Brand name: Vellocity Signal™ Capability Slug: marketplace_awareness Plan Tier: Command Credit Cost: 10 / 12 / 15 / 18 / 20 / 35 credits per run (varies by analysis type) Category: Intelligence & Attribution Default mode: gtm_insights Pairs with: AWS Innovation Monitor


Overview

Vellocity Signal turns a single AWS Marketplace article — an announcement, a partner story, an industry signal — into seven different GTM artifacts. Same article, seven angles: an executive read, recommended actions, listing-copy suggestions, co-sell opportunity flags, ready-to-publish social posts, and a partner outreach email.

The capability is article-level, not corpus-level. If you're scanning many feeds to find the article worth digging into, that's AWS Innovation Monitor. Once you've identified the article, Vellocity Signal extracts everything from it.

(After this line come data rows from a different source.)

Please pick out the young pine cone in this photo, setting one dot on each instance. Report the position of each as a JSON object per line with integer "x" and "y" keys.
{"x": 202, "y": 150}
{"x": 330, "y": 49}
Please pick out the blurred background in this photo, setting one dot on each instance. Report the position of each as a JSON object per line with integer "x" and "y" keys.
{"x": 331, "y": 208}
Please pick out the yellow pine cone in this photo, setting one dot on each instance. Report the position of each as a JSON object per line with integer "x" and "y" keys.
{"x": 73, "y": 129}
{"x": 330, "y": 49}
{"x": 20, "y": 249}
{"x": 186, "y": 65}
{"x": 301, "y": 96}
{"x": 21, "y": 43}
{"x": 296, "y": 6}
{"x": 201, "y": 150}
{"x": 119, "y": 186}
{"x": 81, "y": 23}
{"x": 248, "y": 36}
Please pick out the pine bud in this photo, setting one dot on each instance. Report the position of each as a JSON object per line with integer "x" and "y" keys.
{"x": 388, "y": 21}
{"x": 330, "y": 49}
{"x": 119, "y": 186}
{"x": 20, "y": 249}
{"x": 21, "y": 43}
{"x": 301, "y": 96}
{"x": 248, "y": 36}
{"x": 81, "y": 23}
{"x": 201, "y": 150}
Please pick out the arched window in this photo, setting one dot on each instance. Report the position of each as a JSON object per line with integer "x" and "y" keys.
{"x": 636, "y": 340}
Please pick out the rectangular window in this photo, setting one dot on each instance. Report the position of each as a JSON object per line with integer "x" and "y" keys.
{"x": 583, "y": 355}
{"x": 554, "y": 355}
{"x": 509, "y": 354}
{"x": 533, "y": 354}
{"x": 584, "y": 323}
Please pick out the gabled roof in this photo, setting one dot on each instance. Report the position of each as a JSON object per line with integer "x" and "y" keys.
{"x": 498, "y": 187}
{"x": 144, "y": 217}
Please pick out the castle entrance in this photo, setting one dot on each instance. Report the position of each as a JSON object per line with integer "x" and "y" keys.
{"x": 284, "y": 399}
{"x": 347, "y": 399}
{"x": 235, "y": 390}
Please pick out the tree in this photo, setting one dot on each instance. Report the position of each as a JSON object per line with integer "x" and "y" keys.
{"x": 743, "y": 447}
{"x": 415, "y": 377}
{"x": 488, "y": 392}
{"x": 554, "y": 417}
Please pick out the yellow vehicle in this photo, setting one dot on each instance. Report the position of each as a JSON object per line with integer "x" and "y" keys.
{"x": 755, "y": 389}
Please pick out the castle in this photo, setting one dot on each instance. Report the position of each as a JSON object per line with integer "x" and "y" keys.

How it relates to AWS Innovation Monitor

Capability Scope Best for
AWS Innovation Monitor (aws_innovation_monitor) Corpus-level — scans many feeds, scores updates against partner profiles "Which AWS announcement matters this week?"
Vellocity Signal (marketplace_awareness) Article-level — deep multi-angle analysis on one article "Now extract everything from that announcement."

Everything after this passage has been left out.